Treatment options for subscapularis dysfunction:

  • Manual therapy techniques: Soft tissue mobilization and trigger point release can help address tightness and pain in the subscapularis muscle.
  • Low-load prolonged stretching: This technique gradually stretches the muscle to improve flexibility and range of motion.
  • Therapeutic exercises: Strengthening exercises targeting the subscapularis and other shoulder muscles can improve stability and function.
  • Low-Level Laser Therapy (LLLT): This modality may promote healing and pain relief by increasing cellular metabolism.

Treatment Focus: The primary objective of therapy was to restore scapulohumeral rhythm, enhancing shoulder strength and mobility for the patient's return to tennis without restrictions or symptoms.

Phase I (Weeks 1-4):

  • Progressive Resistive Exercise (PRE): Implemented a regimen of high-repetition exercises (12-15 reps × 2-3 sets) with moderate to light weights. Emphasis was on pain-free motion to stimulate muscle activation, promote strength, endurance, and improve blood flow to facilitate tissue healing.
  • Targeted Exercises: Selected specific exercises targeting the rotator cuff and scapular rotators, identified during examination as exhibiting suboptimal strength.
  • Soft Tissue Mobilization: Utilized low-level laser therapy (LLLT) with deep sustained pressure to alleviate trigger points in the subscapularis muscle belly.
  • Stretching: Employed low-load prolonged-duration (LLPS) stretching into external rotation to enhance mobility of the subscapularis muscle.

Phase II (Weeks 5-6):

  • Progression of Exercises: Transitioned to increased weight with fewer repetitions (8-12 reps × 3 sets) to focus on targeted muscular strengthening of the shoulder complex.
  • Continued LLLT: LLLT with deep sustained pressure was continued in phases I-II using a pulsed (905 nm) laser to target trigger points identified during examination.
  • Illustrative Figures: Referenced illustrative figures (6-10) demonstrating specific exercises targeting the rotator cuff and scapular rotators eliciting high EMG activity of the targeted musculature.
  • Pressure Application: Pressure was applied over trigger points identified in the examination and adjusted according to the patient's tolerance and response to treatment.

Phase III (Weeks 4-6):

  • Progressive Strengthening: Advanced the resistive strengthening program following ACSM guidelines, increasing resistance according to patient tolerance and proper technique demonstration.
  • Return to Sport Program: Introduced a tennis-specific return to sport program to prepare the patient for resuming play optimally.
  • Low Repetition Exercise: Emphasized low repetition exercise (6-8 reps × 3 sets) with adequate resistance to enhance overall muscular strength.
  • Sport-Specific Exercises: Integrated sport-specific exercises for tennis players, focusing on overhead movements such as the tennis serve in a controlled environment.
  • Neuromuscular Control: Incorporated lateral bounding, agility drills with sport cord resistance, and tennis swing exercises to enhance neuromuscular control and spatial awareness.
  • Strength and Power: Introduced internal and external rotation exercises performed above 90 degrees of abduction at varying speeds to improve strength and power in the overhead position.
  • Interval Training: Initiated interval training using ten-second intervals of high-intensity lateral movement interspersed with submaximal low-intensity active rest for thirty seconds on the dynamic edge to progress the patient/athlete's conditioning status.

Subscapularis Diagonal Exercise
Dynamic Hug, using pulley system
Biodex Eccentric Loading Internal/External Rotation
Prone Horizontal Abduction with External Rotation @ 90 & 135 Degrees of Abduction
Prone External Rotation and Horizontal Abduction @ 90 Degrees of Abduction & Elbow Flexion

Outcome Assessment:

Quick DASH: Performed again, revealing a zero percent disability/symptoms at discharge with no deficits or dysfunction reported.

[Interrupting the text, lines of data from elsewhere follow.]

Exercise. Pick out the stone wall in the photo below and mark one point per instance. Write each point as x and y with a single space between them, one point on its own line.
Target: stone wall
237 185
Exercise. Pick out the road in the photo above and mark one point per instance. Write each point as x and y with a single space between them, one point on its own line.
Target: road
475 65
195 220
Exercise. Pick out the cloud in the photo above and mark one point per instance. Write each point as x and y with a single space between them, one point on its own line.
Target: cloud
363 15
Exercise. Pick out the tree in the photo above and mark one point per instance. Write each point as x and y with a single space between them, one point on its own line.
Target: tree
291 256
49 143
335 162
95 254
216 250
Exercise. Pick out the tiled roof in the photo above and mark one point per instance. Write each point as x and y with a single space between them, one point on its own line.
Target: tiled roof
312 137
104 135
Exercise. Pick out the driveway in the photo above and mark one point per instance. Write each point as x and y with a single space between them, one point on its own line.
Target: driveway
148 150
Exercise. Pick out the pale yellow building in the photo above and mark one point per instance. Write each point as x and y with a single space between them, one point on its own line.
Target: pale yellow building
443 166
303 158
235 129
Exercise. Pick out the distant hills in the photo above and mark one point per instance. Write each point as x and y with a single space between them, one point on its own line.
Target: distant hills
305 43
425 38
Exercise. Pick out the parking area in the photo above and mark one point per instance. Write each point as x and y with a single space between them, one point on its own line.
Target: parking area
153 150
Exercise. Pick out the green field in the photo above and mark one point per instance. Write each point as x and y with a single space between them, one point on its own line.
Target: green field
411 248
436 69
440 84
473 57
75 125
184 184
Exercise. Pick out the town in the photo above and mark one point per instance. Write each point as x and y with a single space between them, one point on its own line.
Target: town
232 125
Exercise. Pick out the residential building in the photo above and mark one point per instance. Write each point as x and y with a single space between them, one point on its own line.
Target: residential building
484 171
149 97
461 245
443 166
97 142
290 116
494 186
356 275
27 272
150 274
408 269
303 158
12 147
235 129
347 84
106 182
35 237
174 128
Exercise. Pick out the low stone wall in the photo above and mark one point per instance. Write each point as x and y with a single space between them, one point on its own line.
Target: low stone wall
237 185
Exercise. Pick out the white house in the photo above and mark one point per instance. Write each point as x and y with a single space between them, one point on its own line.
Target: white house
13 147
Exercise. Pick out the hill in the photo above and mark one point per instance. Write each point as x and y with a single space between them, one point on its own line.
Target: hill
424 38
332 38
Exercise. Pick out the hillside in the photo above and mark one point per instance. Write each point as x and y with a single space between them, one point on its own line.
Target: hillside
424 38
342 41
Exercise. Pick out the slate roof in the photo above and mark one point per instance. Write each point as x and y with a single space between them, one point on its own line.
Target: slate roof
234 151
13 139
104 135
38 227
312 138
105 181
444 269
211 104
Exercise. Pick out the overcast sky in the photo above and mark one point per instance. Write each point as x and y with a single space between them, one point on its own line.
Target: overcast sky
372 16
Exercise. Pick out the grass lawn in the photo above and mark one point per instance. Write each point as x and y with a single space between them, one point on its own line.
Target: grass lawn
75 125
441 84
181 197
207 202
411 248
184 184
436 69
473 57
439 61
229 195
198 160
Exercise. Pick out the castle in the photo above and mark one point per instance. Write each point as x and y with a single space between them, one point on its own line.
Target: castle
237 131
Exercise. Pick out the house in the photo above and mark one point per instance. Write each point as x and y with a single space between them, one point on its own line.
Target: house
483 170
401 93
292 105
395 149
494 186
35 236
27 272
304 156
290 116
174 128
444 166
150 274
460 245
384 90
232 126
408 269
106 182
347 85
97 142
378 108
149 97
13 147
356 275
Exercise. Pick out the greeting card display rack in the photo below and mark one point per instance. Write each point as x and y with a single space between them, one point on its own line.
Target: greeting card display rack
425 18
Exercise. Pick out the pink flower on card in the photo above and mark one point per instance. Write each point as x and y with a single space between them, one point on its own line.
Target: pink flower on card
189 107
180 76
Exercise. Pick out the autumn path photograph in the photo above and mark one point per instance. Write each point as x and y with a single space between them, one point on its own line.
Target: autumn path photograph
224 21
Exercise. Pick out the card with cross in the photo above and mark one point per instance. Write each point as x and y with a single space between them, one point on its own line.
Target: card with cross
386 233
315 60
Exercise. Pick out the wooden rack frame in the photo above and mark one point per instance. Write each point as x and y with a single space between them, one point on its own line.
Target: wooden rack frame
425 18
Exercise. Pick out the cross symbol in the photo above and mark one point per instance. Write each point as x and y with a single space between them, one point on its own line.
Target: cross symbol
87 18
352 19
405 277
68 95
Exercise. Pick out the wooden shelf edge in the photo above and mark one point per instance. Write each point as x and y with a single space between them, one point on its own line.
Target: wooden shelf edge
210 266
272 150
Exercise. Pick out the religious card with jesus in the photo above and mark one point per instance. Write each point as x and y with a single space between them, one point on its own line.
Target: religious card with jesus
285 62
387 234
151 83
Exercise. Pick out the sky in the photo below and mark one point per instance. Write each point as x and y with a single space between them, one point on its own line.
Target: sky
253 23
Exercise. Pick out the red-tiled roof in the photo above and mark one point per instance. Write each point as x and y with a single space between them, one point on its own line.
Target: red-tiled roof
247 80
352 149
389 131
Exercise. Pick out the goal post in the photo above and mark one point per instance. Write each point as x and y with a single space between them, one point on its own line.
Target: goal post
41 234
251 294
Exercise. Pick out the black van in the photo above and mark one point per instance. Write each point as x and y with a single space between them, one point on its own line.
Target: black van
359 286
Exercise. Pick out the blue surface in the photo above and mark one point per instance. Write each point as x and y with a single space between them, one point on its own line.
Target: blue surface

Return to Tennis: The patient/athlete successfully returned to unrestricted tennis, symptom-free, following the aforementioned six weeks of physical therapy.

This integrated approach encompassed progressive strengthening, sport-specific training, neuromuscular control exercises, and interval training, facilitating the patient's smooth transition back to tennis with improved strength, function, and symptom resolution.